Though these days the term wordmonger refers to "a writer or speaker who uses language pretentiously or carelessly," please join me in proposing a new meaning. A fishmonger appreciates and promotes fish, therefore, a wordmonger does the same for words.

Thursday, October 31, 2013

Word Orphans


Word Orphans

Etymology is all about sleuthing back to the origin of words. Often, though, even the most hardworking teams of etymologists come to the end of the line still asking the word history equivalent of, “Who’s your daddy?” When a word’s parentage is in question, its word history in the dictionary is listed as “origin unknown.” This week’s post will cover just a few of the many orphans in the world of words.

In 1809 the word hike showed up in English (spelled hyke). It meant to walk vigorously. It has no known origin, though at the time the similarly parentless word yike carried the same meaning.

Pokey, meaning jail or prison was first recorded in 1919. Some etymologists have suggested it may have come from pogie – an 1891 term meaning poorhouse, but like pokey, pogie is of unknown origin.

Pooch was first recorded in 1924. Though a few word historians believe pooch may have some relationship to the word pouch, this American-born synonym for dog has never been officially nailed down.

Hanker – as in “I’ve got a hankerin’ for possum stew” – first showed up around 1600, & though it probably came from the Dutch word hunkeren (to hanker), hunkeren is also of unknown origin.

Arbor, arboreal, arboretum & arborist all originate in the Latin word arbor, meaning tree, & showed up in English in the 1500s, but the Latin word arbor is an etymological mystery.

Squeamish showed up in English in the mid-1400s, meaning disdainful or fastidious. Its Anglo-French parent word escoymous is of unknown origin.

Scare showed up in English in the 1590s meaning to frighten. It came from the Norse word skirra, to frighten, shy from, shun, prevent or avert. Skirra is a form of the Norse word skjarr, meaning timid, shy or afraid of.
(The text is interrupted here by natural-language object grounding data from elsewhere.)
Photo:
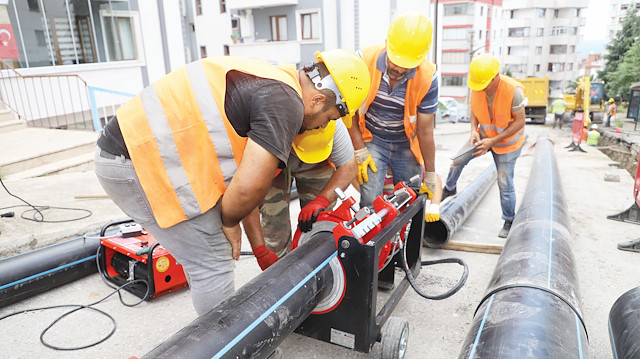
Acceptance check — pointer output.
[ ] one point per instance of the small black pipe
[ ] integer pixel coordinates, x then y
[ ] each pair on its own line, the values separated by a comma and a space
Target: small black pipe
254, 320
531, 308
624, 331
455, 212
25, 275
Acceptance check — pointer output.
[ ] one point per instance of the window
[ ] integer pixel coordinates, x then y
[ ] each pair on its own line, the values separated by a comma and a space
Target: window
558, 30
455, 33
279, 28
557, 49
454, 80
455, 57
518, 32
458, 9
310, 26
555, 67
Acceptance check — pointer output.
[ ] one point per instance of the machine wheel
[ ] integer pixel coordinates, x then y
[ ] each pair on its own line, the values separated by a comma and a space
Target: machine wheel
395, 335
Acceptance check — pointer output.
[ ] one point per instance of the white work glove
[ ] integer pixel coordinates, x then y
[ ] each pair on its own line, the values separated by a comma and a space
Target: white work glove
364, 159
431, 212
429, 184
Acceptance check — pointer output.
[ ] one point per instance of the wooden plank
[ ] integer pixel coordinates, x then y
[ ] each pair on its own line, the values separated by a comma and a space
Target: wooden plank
473, 247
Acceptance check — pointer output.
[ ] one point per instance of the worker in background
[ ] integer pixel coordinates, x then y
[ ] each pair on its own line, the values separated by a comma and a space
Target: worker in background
497, 126
593, 135
395, 125
269, 228
197, 150
559, 107
611, 112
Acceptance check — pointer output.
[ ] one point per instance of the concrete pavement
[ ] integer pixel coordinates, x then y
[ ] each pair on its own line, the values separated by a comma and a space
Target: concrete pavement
437, 328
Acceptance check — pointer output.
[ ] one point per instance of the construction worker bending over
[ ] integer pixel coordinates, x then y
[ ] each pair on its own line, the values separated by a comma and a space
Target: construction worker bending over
196, 151
395, 125
316, 180
497, 125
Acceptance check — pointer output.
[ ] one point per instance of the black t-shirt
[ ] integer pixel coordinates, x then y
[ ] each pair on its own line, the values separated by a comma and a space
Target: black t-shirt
267, 111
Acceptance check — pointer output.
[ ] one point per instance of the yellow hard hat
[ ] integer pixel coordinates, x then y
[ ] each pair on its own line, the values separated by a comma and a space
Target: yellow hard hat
351, 76
409, 39
482, 70
313, 146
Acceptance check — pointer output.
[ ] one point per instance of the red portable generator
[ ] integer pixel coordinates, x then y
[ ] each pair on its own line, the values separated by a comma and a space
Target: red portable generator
135, 258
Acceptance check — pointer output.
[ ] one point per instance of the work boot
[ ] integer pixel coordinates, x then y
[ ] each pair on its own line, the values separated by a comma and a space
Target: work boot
446, 193
631, 246
505, 229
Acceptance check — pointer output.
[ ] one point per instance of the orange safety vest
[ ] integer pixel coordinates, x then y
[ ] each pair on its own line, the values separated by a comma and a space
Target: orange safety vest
183, 148
501, 115
417, 88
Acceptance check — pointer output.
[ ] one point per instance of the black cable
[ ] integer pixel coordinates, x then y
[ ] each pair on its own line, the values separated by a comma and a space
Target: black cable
38, 210
448, 293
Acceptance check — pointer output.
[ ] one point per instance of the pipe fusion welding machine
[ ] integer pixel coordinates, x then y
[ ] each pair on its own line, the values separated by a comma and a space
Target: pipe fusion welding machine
133, 257
327, 288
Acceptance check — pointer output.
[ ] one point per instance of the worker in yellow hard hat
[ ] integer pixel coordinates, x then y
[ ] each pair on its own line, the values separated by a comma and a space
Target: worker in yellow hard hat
611, 112
497, 126
195, 152
268, 229
394, 128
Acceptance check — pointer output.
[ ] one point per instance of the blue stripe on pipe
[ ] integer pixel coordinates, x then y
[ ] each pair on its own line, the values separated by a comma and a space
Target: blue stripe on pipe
613, 340
579, 334
48, 271
484, 318
264, 315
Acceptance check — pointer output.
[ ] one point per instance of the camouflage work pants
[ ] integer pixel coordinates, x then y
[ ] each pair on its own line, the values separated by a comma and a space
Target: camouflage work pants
274, 212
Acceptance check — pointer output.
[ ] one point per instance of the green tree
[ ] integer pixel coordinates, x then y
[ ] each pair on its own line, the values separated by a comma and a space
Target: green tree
617, 47
627, 72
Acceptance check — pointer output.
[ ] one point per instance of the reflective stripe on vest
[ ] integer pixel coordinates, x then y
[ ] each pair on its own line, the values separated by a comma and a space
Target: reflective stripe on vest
417, 89
491, 126
183, 148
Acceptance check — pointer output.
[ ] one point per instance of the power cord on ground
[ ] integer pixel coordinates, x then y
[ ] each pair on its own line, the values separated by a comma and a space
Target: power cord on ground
412, 281
37, 210
88, 306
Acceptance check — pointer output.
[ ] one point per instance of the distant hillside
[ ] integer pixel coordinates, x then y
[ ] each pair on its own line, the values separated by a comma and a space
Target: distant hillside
592, 47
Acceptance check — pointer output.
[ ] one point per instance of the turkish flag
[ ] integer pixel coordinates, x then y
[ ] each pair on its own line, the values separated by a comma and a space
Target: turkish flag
8, 46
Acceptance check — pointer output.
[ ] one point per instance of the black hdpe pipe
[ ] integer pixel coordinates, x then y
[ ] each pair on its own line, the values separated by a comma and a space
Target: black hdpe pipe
254, 320
624, 330
531, 308
455, 212
28, 274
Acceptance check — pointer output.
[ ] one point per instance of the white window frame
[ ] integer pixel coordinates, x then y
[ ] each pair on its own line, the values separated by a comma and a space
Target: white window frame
298, 15
135, 31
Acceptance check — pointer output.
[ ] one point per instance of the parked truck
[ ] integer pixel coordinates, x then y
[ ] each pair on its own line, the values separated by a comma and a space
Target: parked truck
536, 89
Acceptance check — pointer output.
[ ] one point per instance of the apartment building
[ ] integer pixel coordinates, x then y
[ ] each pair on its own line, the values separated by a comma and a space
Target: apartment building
617, 12
467, 28
541, 38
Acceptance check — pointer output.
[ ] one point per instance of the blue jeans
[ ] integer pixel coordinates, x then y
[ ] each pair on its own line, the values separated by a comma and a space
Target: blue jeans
394, 155
505, 164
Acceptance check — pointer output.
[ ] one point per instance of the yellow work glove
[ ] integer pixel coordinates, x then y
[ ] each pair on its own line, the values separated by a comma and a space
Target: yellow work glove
364, 159
429, 184
431, 212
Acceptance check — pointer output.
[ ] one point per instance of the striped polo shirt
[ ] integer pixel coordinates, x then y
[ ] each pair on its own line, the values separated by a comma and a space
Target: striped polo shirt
385, 116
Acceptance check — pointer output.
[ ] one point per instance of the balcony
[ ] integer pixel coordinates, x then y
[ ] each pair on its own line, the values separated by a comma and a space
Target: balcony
253, 4
281, 51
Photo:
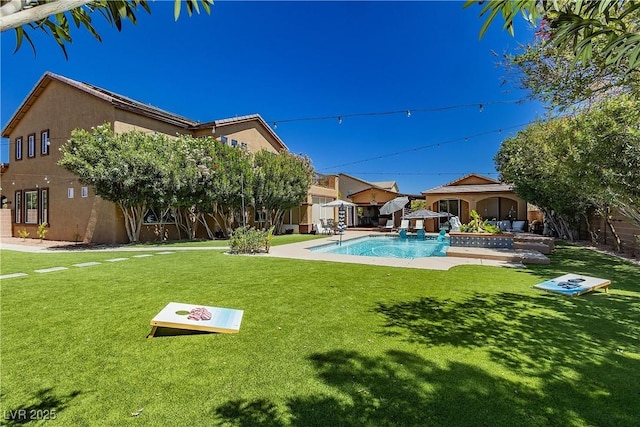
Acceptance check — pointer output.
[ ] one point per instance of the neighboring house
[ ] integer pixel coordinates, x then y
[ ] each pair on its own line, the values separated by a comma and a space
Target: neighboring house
38, 190
370, 197
492, 199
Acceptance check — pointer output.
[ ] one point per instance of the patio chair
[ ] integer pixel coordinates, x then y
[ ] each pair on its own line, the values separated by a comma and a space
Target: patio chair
455, 223
320, 229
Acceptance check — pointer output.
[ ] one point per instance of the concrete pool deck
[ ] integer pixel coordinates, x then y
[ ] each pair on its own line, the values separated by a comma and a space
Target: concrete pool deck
455, 256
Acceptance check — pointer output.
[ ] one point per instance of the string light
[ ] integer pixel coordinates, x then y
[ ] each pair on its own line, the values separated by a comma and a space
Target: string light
407, 112
414, 149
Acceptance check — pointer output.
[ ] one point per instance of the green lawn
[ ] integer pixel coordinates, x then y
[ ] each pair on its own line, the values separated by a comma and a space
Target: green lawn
283, 239
321, 344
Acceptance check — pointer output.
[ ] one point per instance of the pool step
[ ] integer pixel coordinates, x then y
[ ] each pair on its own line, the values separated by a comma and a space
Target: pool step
525, 256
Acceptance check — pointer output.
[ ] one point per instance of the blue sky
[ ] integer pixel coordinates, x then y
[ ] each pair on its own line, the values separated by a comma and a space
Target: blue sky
304, 60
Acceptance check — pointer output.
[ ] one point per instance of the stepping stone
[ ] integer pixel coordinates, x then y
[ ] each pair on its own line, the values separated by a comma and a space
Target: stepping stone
12, 275
49, 270
87, 264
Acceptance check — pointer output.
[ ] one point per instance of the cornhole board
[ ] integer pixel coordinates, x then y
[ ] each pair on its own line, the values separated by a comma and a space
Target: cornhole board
174, 315
574, 284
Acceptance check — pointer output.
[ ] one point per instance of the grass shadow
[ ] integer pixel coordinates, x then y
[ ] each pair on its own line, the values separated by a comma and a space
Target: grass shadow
402, 388
583, 351
163, 332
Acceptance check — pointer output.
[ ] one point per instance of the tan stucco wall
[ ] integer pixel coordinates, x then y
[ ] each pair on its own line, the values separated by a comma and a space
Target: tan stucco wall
250, 132
349, 186
470, 202
373, 197
68, 218
126, 121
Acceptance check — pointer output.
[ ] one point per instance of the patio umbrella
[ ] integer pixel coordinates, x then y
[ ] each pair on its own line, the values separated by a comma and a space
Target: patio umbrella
393, 205
425, 214
337, 203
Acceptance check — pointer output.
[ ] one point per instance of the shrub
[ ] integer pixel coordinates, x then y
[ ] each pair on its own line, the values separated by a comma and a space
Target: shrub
248, 240
477, 225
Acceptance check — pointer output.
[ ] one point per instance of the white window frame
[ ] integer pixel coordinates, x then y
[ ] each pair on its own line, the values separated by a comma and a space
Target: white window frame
44, 205
44, 142
18, 207
19, 148
31, 146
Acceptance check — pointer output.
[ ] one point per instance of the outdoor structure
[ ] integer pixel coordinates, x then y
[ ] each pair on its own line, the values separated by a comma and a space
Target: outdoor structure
369, 198
492, 199
37, 190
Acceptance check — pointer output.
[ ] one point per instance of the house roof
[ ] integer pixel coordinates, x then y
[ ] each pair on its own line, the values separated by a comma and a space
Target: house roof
128, 104
385, 184
216, 124
489, 185
373, 188
118, 101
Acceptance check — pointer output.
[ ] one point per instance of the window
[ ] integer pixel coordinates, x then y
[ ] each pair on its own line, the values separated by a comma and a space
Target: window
44, 206
18, 207
451, 206
44, 142
31, 207
31, 145
19, 148
260, 215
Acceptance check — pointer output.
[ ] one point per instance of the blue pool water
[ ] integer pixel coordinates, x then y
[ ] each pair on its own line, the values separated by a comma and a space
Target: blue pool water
387, 246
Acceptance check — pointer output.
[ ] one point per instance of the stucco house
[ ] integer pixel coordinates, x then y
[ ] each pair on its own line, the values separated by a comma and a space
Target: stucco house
492, 199
37, 190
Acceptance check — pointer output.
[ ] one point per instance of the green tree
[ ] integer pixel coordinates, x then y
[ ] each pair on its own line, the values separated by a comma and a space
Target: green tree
577, 25
281, 182
128, 169
53, 16
572, 165
231, 190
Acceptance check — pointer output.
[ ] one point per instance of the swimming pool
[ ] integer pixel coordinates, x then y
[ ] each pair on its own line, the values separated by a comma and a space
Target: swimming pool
387, 246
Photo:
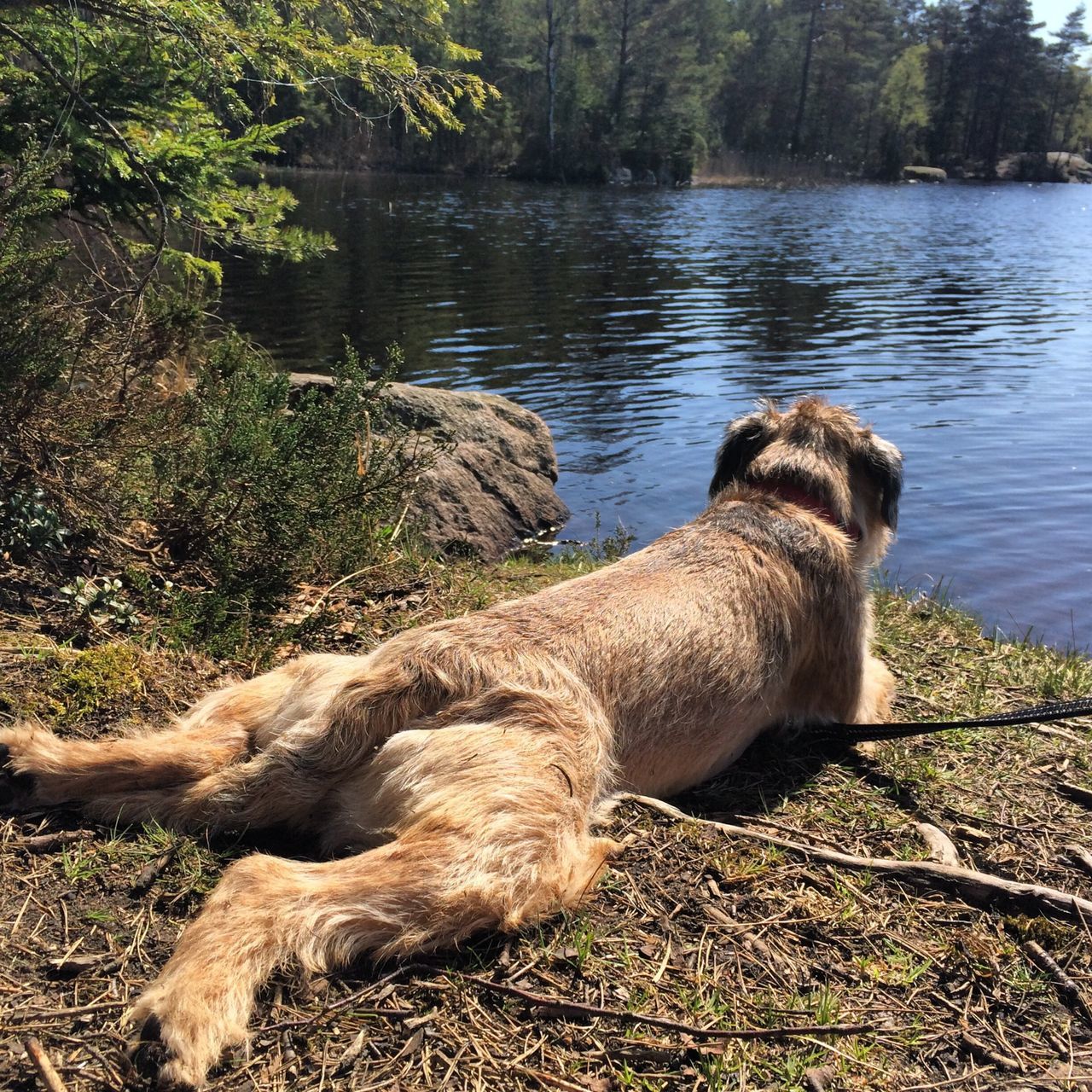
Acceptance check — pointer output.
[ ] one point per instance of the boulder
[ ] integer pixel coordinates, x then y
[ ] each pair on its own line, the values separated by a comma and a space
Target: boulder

Skjarr has no known parent.

About 1600 the verb rant showed up in English, meaning both to be jovial & boisterous, & to talk bombastically. It comes from randten, a Dutch word of unknown origin meaning to talk foolishly or to rave.

I find the nearly opposite original meanings of the last two words remarkable. Fellow word-folks, were any of these word orphans worthy of your remark?


My thanks go out to this week’s sources: the OED, Wordnik, &  Etymonline.

5 comments:

  1. Pooch, pokey, and hike: proof that humanity will randomly invent words, and that they'll sometimes stick. ;)

    My little brother invented a word when he was around 4 years old: "stiggido." It was his version of a rude word, since my family discourages rudeness.

    ReplyDelete
  2. Hey Rachel6,
    Stiggido indeed! An old teaching pal of mine, Mr. Dorfman, used to spend the first week of school having kids define & invent swear words, then those were the only derogatory words acceptable in his class the rwst of the year.

    ReplyDelete
  3. Some of these orphaned words stuck and others didn't. I wonder if it has to do with how fun they are to say. Pokey,pooch,squeamish. Pretty fun words.

    ReplyDelete
  4. Interesting about Rachel's little brother's word. I remember when my little brother invented the word "spink", meaning to flick something with your finger and thumb, something he liked to do with stuff like peas, especially when aimed at his little sister. I think the language needs the word "spink" and maybe "stiggido" too. I'm very grateful for words like pooch, pokey, and hanker. So glad they survived in spite of proper parenting.

    ReplyDelete
  5. Howdy Anne & Christine,
    I agree that fun-sounding words may have more staying power. I'd like to add to "stiggido" & "spink" my family's word for a piece of soap that's small & slippery enough you can't quite hold onto it, but still won't disappear down the drain -- "squidge."